Best of luck to you.
|plowboy - Fri Oct 03, 2008 9:42 am|
Thanks for your response. I went back to my GP for a checkup on 10/1 and he put me on some Prevacid. I did not mention in my other post that about 8 months ago I had woke up in the middle of the night choking on yellow stomach bile. It took me about 45 minutes to get straightned out and it burned my windpipe and throat like you wouldn't believe. I burp and belch constantly and he thinks I probably have GERD, which is probably right. I have felt better already in my chest concerning the tightness, although I sitll notice the "forceful" beat of my heart which I have never noticed before. About a week after the CATH, I called back to the Cardologist office and spoke with a nurse and told her I still had the sensation of my heart beating "strong" and "forceful" but not fast or irregular as best as I could tell. She said that they had checked my "plumbing" and all of that was fine, unless I had an electrical problem. She said I might want to wear an 24 hour holter moniter.

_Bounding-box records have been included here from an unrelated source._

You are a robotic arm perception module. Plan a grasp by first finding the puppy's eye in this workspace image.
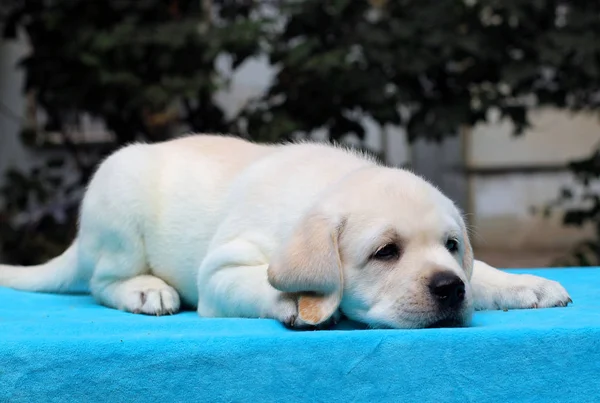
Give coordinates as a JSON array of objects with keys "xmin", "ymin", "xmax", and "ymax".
[
  {"xmin": 446, "ymin": 238, "xmax": 458, "ymax": 253},
  {"xmin": 373, "ymin": 243, "xmax": 400, "ymax": 261}
]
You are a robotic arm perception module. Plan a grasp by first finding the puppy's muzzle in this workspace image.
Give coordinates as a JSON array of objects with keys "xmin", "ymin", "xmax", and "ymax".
[{"xmin": 429, "ymin": 271, "xmax": 465, "ymax": 310}]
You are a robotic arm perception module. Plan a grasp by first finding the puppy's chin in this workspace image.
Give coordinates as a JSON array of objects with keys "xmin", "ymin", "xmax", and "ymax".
[{"xmin": 358, "ymin": 308, "xmax": 473, "ymax": 329}]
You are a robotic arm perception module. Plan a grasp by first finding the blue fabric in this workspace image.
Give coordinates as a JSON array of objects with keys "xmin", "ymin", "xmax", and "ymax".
[{"xmin": 0, "ymin": 268, "xmax": 600, "ymax": 403}]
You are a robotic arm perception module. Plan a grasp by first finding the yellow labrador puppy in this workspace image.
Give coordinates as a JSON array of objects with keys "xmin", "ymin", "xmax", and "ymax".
[{"xmin": 0, "ymin": 135, "xmax": 570, "ymax": 328}]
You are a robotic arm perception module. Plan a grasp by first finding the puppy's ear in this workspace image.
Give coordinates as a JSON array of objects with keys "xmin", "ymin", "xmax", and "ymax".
[
  {"xmin": 268, "ymin": 214, "xmax": 344, "ymax": 325},
  {"xmin": 461, "ymin": 220, "xmax": 473, "ymax": 279}
]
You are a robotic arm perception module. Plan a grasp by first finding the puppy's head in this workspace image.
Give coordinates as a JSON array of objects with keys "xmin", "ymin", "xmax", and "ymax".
[{"xmin": 269, "ymin": 167, "xmax": 473, "ymax": 328}]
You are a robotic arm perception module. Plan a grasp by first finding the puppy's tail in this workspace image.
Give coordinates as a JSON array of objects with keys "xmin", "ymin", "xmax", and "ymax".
[{"xmin": 0, "ymin": 241, "xmax": 87, "ymax": 293}]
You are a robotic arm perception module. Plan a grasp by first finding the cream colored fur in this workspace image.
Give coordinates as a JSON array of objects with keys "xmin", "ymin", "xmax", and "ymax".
[{"xmin": 0, "ymin": 135, "xmax": 569, "ymax": 328}]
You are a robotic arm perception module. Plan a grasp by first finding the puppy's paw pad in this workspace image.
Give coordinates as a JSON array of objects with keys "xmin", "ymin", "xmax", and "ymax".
[{"xmin": 125, "ymin": 286, "xmax": 180, "ymax": 316}]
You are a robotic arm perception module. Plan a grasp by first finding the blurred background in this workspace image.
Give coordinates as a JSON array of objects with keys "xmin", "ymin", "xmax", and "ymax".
[{"xmin": 0, "ymin": 0, "xmax": 600, "ymax": 267}]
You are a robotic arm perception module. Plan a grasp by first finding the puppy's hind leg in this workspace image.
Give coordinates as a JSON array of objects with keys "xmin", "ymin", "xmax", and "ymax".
[
  {"xmin": 90, "ymin": 240, "xmax": 180, "ymax": 316},
  {"xmin": 79, "ymin": 145, "xmax": 180, "ymax": 315},
  {"xmin": 198, "ymin": 239, "xmax": 303, "ymax": 326}
]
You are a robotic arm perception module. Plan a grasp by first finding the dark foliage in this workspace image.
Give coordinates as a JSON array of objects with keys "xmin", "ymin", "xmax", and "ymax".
[{"xmin": 0, "ymin": 0, "xmax": 600, "ymax": 266}]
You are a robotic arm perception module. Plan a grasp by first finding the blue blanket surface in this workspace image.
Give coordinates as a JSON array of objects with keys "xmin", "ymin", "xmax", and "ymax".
[{"xmin": 0, "ymin": 268, "xmax": 600, "ymax": 403}]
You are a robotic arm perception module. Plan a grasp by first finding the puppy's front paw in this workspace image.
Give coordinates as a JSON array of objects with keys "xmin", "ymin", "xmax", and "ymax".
[
  {"xmin": 125, "ymin": 286, "xmax": 180, "ymax": 316},
  {"xmin": 278, "ymin": 294, "xmax": 342, "ymax": 330},
  {"xmin": 475, "ymin": 274, "xmax": 573, "ymax": 310}
]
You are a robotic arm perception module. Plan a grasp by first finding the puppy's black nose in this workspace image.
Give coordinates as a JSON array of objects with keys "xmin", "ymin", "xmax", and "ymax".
[{"xmin": 429, "ymin": 272, "xmax": 465, "ymax": 308}]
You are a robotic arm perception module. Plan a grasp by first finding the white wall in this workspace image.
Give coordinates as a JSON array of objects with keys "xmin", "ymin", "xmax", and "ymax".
[{"xmin": 466, "ymin": 109, "xmax": 600, "ymax": 249}]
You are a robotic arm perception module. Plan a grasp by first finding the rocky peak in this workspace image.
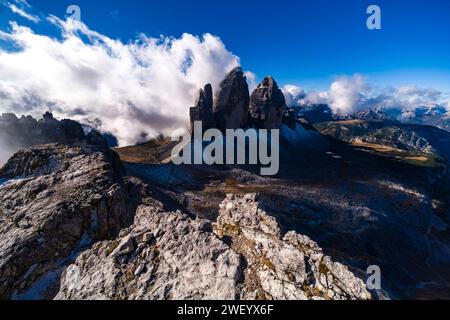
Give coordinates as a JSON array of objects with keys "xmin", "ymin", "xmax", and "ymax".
[
  {"xmin": 213, "ymin": 67, "xmax": 250, "ymax": 131},
  {"xmin": 249, "ymin": 77, "xmax": 287, "ymax": 129}
]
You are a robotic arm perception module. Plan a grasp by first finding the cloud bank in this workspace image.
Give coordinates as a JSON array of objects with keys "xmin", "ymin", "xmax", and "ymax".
[
  {"xmin": 283, "ymin": 74, "xmax": 450, "ymax": 115},
  {"xmin": 0, "ymin": 16, "xmax": 240, "ymax": 146}
]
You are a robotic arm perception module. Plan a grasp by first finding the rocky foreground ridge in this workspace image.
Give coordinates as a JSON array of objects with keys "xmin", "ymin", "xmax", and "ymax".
[
  {"xmin": 0, "ymin": 144, "xmax": 371, "ymax": 299},
  {"xmin": 190, "ymin": 67, "xmax": 295, "ymax": 131},
  {"xmin": 56, "ymin": 194, "xmax": 371, "ymax": 300}
]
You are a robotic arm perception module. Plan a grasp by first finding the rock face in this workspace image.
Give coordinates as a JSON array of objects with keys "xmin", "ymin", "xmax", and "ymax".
[
  {"xmin": 213, "ymin": 67, "xmax": 250, "ymax": 131},
  {"xmin": 249, "ymin": 77, "xmax": 287, "ymax": 129},
  {"xmin": 0, "ymin": 144, "xmax": 144, "ymax": 299},
  {"xmin": 56, "ymin": 194, "xmax": 371, "ymax": 299},
  {"xmin": 190, "ymin": 84, "xmax": 215, "ymax": 132},
  {"xmin": 56, "ymin": 203, "xmax": 246, "ymax": 300}
]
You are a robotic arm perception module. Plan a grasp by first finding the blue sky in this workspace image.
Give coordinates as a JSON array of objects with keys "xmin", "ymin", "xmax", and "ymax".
[{"xmin": 0, "ymin": 0, "xmax": 450, "ymax": 90}]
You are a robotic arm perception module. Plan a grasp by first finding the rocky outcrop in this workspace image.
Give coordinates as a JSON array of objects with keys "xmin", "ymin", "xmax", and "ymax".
[
  {"xmin": 249, "ymin": 77, "xmax": 287, "ymax": 129},
  {"xmin": 0, "ymin": 144, "xmax": 143, "ymax": 299},
  {"xmin": 215, "ymin": 194, "xmax": 371, "ymax": 300},
  {"xmin": 213, "ymin": 67, "xmax": 250, "ymax": 131},
  {"xmin": 190, "ymin": 84, "xmax": 215, "ymax": 132},
  {"xmin": 56, "ymin": 194, "xmax": 370, "ymax": 299}
]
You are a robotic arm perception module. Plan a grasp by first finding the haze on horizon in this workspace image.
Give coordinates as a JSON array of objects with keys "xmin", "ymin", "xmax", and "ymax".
[{"xmin": 0, "ymin": 0, "xmax": 450, "ymax": 145}]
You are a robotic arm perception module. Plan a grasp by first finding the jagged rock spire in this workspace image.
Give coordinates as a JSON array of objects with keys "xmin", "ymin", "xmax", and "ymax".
[{"xmin": 249, "ymin": 77, "xmax": 287, "ymax": 129}]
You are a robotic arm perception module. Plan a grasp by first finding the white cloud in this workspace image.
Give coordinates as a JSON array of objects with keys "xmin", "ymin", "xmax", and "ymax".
[
  {"xmin": 5, "ymin": 0, "xmax": 41, "ymax": 23},
  {"xmin": 0, "ymin": 16, "xmax": 239, "ymax": 145},
  {"xmin": 284, "ymin": 74, "xmax": 450, "ymax": 115}
]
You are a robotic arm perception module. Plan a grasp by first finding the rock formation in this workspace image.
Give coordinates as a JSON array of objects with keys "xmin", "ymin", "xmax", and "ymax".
[
  {"xmin": 213, "ymin": 67, "xmax": 250, "ymax": 131},
  {"xmin": 56, "ymin": 194, "xmax": 371, "ymax": 300},
  {"xmin": 0, "ymin": 144, "xmax": 144, "ymax": 299},
  {"xmin": 249, "ymin": 77, "xmax": 287, "ymax": 129},
  {"xmin": 190, "ymin": 84, "xmax": 215, "ymax": 132}
]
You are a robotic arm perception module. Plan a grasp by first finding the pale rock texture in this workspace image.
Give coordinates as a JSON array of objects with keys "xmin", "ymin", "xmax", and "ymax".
[
  {"xmin": 213, "ymin": 67, "xmax": 250, "ymax": 131},
  {"xmin": 56, "ymin": 194, "xmax": 371, "ymax": 300}
]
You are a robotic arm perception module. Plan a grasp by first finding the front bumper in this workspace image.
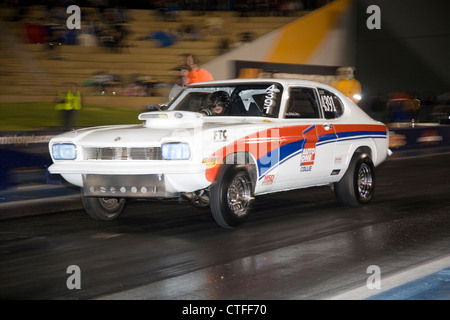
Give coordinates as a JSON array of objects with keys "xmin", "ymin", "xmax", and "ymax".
[{"xmin": 49, "ymin": 161, "xmax": 211, "ymax": 194}]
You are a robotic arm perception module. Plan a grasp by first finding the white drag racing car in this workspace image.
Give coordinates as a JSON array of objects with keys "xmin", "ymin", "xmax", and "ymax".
[{"xmin": 49, "ymin": 79, "xmax": 390, "ymax": 228}]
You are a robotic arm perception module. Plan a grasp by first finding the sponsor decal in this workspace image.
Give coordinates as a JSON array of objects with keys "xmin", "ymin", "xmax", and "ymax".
[
  {"xmin": 331, "ymin": 169, "xmax": 341, "ymax": 176},
  {"xmin": 214, "ymin": 130, "xmax": 227, "ymax": 141},
  {"xmin": 389, "ymin": 132, "xmax": 406, "ymax": 148},
  {"xmin": 417, "ymin": 130, "xmax": 443, "ymax": 145},
  {"xmin": 262, "ymin": 174, "xmax": 275, "ymax": 186},
  {"xmin": 300, "ymin": 125, "xmax": 317, "ymax": 172}
]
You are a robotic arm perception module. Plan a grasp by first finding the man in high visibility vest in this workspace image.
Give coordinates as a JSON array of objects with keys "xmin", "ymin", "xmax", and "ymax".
[{"xmin": 55, "ymin": 83, "xmax": 81, "ymax": 130}]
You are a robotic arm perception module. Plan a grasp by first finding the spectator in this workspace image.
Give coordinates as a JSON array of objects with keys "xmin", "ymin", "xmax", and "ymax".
[
  {"xmin": 55, "ymin": 83, "xmax": 82, "ymax": 130},
  {"xmin": 185, "ymin": 54, "xmax": 214, "ymax": 84},
  {"xmin": 169, "ymin": 65, "xmax": 190, "ymax": 101},
  {"xmin": 331, "ymin": 67, "xmax": 361, "ymax": 103}
]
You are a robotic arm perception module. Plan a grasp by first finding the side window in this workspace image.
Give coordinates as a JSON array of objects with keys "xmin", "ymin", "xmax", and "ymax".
[
  {"xmin": 318, "ymin": 89, "xmax": 344, "ymax": 119},
  {"xmin": 285, "ymin": 88, "xmax": 320, "ymax": 119}
]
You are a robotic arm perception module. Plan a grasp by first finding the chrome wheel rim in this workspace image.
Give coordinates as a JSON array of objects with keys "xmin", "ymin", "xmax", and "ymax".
[
  {"xmin": 358, "ymin": 163, "xmax": 373, "ymax": 199},
  {"xmin": 227, "ymin": 176, "xmax": 251, "ymax": 217}
]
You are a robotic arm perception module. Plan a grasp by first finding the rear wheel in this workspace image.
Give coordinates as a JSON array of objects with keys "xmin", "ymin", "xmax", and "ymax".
[
  {"xmin": 210, "ymin": 165, "xmax": 253, "ymax": 229},
  {"xmin": 81, "ymin": 190, "xmax": 126, "ymax": 221},
  {"xmin": 334, "ymin": 153, "xmax": 375, "ymax": 207}
]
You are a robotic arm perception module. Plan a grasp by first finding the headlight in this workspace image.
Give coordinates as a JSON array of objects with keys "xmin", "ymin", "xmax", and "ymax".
[
  {"xmin": 161, "ymin": 143, "xmax": 191, "ymax": 160},
  {"xmin": 52, "ymin": 143, "xmax": 77, "ymax": 160}
]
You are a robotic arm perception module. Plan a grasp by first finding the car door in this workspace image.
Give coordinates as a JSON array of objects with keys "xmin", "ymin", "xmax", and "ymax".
[{"xmin": 278, "ymin": 87, "xmax": 336, "ymax": 189}]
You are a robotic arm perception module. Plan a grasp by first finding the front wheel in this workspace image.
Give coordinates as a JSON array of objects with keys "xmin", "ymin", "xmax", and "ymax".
[
  {"xmin": 334, "ymin": 153, "xmax": 375, "ymax": 207},
  {"xmin": 81, "ymin": 190, "xmax": 126, "ymax": 221},
  {"xmin": 210, "ymin": 165, "xmax": 253, "ymax": 229}
]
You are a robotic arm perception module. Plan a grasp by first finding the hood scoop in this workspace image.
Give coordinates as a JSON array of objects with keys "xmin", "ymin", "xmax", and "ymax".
[{"xmin": 139, "ymin": 111, "xmax": 204, "ymax": 129}]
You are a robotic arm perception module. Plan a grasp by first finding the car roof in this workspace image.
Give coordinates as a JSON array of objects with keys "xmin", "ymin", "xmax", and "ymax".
[{"xmin": 188, "ymin": 78, "xmax": 341, "ymax": 96}]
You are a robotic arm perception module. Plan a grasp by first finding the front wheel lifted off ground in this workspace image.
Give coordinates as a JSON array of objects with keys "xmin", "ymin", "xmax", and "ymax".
[
  {"xmin": 210, "ymin": 165, "xmax": 253, "ymax": 229},
  {"xmin": 81, "ymin": 190, "xmax": 126, "ymax": 221}
]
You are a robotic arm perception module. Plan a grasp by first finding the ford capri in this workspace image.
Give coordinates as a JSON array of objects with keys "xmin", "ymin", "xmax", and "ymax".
[{"xmin": 49, "ymin": 79, "xmax": 390, "ymax": 229}]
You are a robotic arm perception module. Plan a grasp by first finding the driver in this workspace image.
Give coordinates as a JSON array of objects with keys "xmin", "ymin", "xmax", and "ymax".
[{"xmin": 210, "ymin": 100, "xmax": 227, "ymax": 116}]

I mentioned it on 10/1 to my GP and he did not think it was neccassary to wear a holter moniter since they had monitered my heart for 24 hours back on 7/31 and also did several EKG's and also a cardilogist had monitered my rythem during the treadmill stress test. I don't' know what they check beside your arteries during a CATH, but I guess they check the heart and can tell if if is not pumping right. So I have made up my mind to try to put the "forceful" beat out of my mind and live my normal life and trust in God, since I have done my "due diligence" and look for that awareness to go away. Thanks again for taking the time to respond to my post.
Blessings to you,
|John Kenyon, CNA - Fri Oct 03, 2008 2:53 pm|
Hello again -
You almost certainly do suffer from GERD. This is usually more of a problem at night because one is horizontal and stomach contents, which are supposed to stay in the stomach, are able to wash back up into the esophagus, as you described. This is what sometimes causes otherwise inexplicable asthma, too.
I'd have to agree with your cardiologist that a Holter monitor would be redundant this soon after the last one, unless, of course, you developed some concrete new symptoms suggesting significant heartbeat irregularity. Forceful beating is not the same, and while it is annoying once it's been noticed (and hard to stop noticing) is is often a simple matter of perception only.
During a cardiac cath (angiogram) the arteries supplying the heart are visualized for shape, smoothness, and the presence or absence of plaque of actual blockages. During this procedure the doctor is also able to measure the size of the chambers, the way they move (normal or sluggish), can visualize the aortic outflow tract for obstruction, and can measure the left ventricular ejection fraction (LVEF). This is very nearly all the important information there is to be known about a given heart. So you're in good shape there.
Best of luck with the plan to start trying to let go of the awareness of your heart's beating, and give the whole thing over to a higher power, as you certainly have done your due diligence. You should do just fine.
You're very welcome. Thanks for using this site, and please follow up with us as needed.